An interesting lawsuit was filed in Pennsylvania last week against Aetna Inc., a Connecticut-based insurance company that has been one of the nation’s largest alternate insurance choices for decades. Aetna pulled out of the individual health insurance markets in 11 states claiming that this was a business decision to prevent the company from losing money. It was later revealed that this was false and that the real reason Aetna pulled out was to retaliate against government for opposing its plan to merge with Humana. The original federal district court’s decision that rejected the Aetna/Humana merger included this finding made national news. A month later, Aetna pulled out of 11 state insurance exchanges. Aetna said the move was part of a previously announced strategy but it is widely believed that the pullout strategy was intended to improve the company’s legal leverage for the proposed merger.

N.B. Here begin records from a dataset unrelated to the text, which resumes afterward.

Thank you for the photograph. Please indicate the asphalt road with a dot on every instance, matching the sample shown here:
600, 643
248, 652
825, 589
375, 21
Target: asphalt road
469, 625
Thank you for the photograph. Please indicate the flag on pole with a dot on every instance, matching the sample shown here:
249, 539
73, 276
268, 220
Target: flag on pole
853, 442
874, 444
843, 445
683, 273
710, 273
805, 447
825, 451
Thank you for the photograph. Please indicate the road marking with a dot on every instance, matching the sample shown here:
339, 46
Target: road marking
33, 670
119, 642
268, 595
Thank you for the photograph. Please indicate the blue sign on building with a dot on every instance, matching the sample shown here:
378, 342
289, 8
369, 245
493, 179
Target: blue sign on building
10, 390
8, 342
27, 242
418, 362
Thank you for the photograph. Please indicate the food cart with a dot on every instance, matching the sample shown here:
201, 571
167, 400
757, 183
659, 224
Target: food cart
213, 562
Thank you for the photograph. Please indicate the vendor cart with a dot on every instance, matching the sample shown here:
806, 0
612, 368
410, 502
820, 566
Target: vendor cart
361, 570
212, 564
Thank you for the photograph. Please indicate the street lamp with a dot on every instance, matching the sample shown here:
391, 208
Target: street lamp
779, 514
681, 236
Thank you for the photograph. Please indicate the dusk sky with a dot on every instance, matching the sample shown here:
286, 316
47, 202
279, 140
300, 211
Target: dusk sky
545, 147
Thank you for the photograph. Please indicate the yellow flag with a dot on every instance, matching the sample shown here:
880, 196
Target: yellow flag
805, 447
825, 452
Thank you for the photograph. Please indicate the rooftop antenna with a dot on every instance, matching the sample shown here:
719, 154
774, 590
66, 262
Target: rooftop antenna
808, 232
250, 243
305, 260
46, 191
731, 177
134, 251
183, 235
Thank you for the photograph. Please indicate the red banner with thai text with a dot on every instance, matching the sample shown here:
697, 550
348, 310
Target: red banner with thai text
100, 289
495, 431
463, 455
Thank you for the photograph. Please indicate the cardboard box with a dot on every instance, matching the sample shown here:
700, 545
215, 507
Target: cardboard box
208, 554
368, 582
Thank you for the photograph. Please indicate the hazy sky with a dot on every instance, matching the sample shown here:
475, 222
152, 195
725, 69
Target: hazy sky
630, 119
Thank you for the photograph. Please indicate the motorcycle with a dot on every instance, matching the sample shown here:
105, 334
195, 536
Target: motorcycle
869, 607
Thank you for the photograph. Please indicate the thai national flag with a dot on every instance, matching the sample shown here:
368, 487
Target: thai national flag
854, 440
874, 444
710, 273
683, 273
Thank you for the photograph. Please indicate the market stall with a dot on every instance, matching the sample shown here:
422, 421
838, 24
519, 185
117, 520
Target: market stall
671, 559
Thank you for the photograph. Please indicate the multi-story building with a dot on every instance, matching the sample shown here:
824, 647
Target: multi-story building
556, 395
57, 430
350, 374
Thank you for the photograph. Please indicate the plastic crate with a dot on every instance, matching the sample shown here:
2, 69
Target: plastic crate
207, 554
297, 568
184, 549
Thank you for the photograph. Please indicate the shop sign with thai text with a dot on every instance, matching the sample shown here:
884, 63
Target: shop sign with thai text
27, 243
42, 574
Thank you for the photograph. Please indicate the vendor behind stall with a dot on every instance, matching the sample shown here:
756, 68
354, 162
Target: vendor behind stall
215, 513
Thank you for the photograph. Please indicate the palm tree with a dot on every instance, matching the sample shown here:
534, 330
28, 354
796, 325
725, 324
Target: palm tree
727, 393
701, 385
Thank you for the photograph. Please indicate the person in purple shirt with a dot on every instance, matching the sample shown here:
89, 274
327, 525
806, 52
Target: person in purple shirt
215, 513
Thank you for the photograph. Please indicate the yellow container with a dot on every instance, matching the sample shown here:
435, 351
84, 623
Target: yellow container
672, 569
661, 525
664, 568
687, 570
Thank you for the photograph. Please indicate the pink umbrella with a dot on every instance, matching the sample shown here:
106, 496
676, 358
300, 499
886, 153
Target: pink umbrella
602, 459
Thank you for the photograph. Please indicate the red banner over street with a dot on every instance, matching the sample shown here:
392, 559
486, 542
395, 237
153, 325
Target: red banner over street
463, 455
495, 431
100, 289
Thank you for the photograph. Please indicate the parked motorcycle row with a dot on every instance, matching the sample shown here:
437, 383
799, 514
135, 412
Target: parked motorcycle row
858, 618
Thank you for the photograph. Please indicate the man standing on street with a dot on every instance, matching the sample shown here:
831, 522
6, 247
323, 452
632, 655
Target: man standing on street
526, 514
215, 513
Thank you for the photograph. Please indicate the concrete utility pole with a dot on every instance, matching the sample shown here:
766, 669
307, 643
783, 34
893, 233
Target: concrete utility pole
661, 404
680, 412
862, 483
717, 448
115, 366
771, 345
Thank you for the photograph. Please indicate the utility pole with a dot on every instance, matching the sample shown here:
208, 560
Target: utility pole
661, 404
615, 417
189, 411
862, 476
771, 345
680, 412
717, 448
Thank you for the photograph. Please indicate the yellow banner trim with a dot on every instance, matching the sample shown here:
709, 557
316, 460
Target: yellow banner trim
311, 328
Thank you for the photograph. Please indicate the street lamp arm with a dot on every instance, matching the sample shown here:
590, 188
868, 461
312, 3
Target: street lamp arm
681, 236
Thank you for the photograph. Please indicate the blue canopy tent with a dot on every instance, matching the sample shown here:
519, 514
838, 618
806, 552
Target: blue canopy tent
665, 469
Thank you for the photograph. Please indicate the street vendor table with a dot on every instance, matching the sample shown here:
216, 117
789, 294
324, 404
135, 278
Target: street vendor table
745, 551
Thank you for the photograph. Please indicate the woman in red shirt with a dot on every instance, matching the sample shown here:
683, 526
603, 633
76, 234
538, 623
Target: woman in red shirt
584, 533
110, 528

Now some of Aetna’s shareholders led by a institutional investor in Pennsylvania have filed suit against the insurance company for not acting in the best interests of the investors. In essence, the investors are saying that the insurance company’s management does not have the right to play politics at the investors’ expense. The civil lawsuit might be stalled while a separate investigation of Aetna’s actions is completed. After the surprise results in Washington DC where Republicans ware unable to real and replace the ACA, it now appears likely that the civil lawsuit against Aetna may lose merit as time goes on.

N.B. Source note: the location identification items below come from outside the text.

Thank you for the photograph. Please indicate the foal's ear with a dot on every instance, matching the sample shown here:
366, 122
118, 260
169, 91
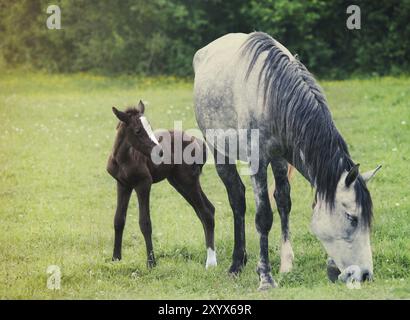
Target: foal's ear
141, 107
352, 175
122, 116
367, 176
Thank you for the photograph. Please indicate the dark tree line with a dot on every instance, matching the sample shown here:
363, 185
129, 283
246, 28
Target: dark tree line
161, 36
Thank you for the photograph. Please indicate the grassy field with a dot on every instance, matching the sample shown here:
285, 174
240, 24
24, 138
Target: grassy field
57, 202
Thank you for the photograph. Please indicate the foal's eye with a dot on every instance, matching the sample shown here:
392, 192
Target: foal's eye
353, 219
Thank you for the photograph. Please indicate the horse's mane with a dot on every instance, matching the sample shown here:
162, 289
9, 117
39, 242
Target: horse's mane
303, 119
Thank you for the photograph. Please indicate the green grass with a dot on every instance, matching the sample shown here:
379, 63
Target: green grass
57, 201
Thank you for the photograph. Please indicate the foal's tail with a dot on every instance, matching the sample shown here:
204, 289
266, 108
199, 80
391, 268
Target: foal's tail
291, 169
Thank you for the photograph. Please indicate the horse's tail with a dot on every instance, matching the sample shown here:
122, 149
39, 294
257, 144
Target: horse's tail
291, 170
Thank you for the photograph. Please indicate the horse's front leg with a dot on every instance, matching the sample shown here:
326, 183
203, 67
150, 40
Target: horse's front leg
284, 204
123, 198
263, 220
143, 193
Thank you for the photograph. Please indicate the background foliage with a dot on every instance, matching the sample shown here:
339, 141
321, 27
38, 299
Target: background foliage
161, 36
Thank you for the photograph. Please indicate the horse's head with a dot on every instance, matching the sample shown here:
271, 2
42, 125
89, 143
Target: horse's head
138, 131
343, 227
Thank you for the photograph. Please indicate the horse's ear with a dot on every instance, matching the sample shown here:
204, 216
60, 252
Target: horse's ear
141, 107
367, 176
122, 116
352, 175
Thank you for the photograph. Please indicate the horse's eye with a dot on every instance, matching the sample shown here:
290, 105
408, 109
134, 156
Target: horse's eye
353, 219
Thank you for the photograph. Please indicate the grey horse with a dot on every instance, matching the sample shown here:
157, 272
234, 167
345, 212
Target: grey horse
252, 82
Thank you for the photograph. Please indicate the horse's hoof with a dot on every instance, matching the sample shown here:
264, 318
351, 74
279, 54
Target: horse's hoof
266, 282
151, 264
333, 271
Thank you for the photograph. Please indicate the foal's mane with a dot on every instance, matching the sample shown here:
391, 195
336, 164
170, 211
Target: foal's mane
303, 119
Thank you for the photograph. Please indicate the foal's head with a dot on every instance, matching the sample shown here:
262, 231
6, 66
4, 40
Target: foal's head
138, 131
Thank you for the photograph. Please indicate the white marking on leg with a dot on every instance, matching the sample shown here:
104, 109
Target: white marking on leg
211, 258
148, 129
286, 257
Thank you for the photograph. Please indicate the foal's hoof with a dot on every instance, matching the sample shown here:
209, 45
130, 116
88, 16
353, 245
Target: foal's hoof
266, 282
236, 269
238, 265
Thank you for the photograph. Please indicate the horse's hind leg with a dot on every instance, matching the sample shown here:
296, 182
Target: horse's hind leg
123, 198
263, 221
283, 203
236, 194
191, 190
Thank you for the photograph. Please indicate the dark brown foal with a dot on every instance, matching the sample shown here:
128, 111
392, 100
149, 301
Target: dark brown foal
132, 165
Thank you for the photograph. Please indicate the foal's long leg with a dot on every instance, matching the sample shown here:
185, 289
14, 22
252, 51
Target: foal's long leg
236, 194
143, 193
204, 209
284, 204
263, 220
123, 198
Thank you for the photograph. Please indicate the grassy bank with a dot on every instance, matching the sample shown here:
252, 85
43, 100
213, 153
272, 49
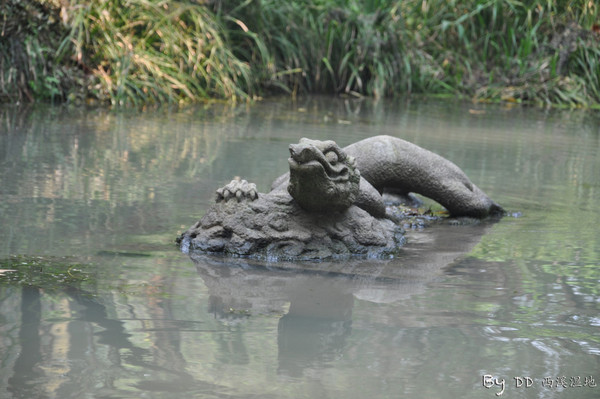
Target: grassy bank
144, 51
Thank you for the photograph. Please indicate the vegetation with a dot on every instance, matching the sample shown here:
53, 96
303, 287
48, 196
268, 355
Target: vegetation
144, 51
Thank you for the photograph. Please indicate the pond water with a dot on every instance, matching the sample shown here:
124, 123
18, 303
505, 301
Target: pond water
96, 301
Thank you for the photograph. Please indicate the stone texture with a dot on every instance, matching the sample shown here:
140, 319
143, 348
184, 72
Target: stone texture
274, 227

From the public’s perspective it comes down to the willingness to support the Affordable Care Act or the desire to see ACA fail so that the law can be repealed and replaced. Businesses, just like individuals, fall on both sides of the argument. Businesses, unlike individuals, have a legal obligation to act in the best interests of their investors. Other more recent news of threats by the president to withdraw funding for the insurance markets strengthen Aetna’s position that the withdrawal was a smart business decision for its shareholders. Aetna’s board has requested more time to show that this will, in fact. turn out to be true (even it wasn’t true at the time the company made the decision to withdrawal from the markets).
Meanwhile the insurance coverage of hundreds of thousands of people remains in jeopardy. The majority of Pennsylvanians who shop for health insurance will have only one ACA-approved insurance provider along with a handful of non-ACA-compliant health insurance plans.